For the muffins, sift the flour, baking powder, baking soda and salt into a medium bowl. Place the butter and sugar in a large mixing bowl. With an electric mixer on high speed, beat them until light and fluffy, about 2 minutes. (Don’t rush, your batter will be so airy and light if you take your time.) Reduce the mixer speed to medium and add the eggs, one at a time, beating well after each addition. Reduce the speed to low and mix in the vanilla, then half the flour mixture. When that is combined, add half the sour cream. Repeat with the remaining flour mixture and sour cream. Mix in the chocolate chips, scraping the sides of the bowl as you go.
Spoon batter into the prepared muffin tin.
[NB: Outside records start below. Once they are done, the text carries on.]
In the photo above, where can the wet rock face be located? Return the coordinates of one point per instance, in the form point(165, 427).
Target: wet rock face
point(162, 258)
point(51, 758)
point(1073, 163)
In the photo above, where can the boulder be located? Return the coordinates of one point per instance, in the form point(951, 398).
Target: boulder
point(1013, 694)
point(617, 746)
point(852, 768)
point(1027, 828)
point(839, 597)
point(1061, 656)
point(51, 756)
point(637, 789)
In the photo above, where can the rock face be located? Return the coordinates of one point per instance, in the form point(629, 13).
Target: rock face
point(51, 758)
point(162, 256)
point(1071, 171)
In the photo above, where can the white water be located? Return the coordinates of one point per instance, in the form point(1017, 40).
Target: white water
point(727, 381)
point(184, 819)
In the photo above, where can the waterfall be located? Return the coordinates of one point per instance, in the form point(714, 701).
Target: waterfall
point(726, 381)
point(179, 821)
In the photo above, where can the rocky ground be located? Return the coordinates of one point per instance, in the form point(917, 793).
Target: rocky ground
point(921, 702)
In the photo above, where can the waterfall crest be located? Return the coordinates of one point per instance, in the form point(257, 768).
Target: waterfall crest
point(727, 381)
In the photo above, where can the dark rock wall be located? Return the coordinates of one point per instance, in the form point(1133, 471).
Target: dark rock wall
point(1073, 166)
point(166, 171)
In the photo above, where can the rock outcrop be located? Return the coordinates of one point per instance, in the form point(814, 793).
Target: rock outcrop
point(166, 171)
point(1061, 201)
Add about 1 tablespoon of topping on each muffin, pushing the topping gently onto the surface of the batter. (You may have some topping left over if you used the coconut.) Bake regular sized muffins for 20 to 22 minutes, until they have risen nicely and a tester inserted into the center of a muffin comes out clean. Jumbo muffins will bake in 28 to 30 minutes. Cool muffins in the tins for 5 minutes, then either serve them warm while the chocolate chips are still gooey, or remove them to a wire rack to cool.
Variation: To make Chocolate Chip Coffee Cake, butter and flour a 9 1/2 inch springform pan. Preheat the oven to 350 degrees F. Prepare the topping without the coconut. Scrape the batter into the prepared pan, add the topping and bake for 40 minutes, or until a cake tester inserted into the center of the cake comes out clean. Let the cake cool in its pan, then remove the sides of the pan and serve, preferably while the cake is still warm.
This recipe is from: Chocolate American Style by Lora Brody. It is one of my all time favorite baking books and an absolute must for chocolate lovers.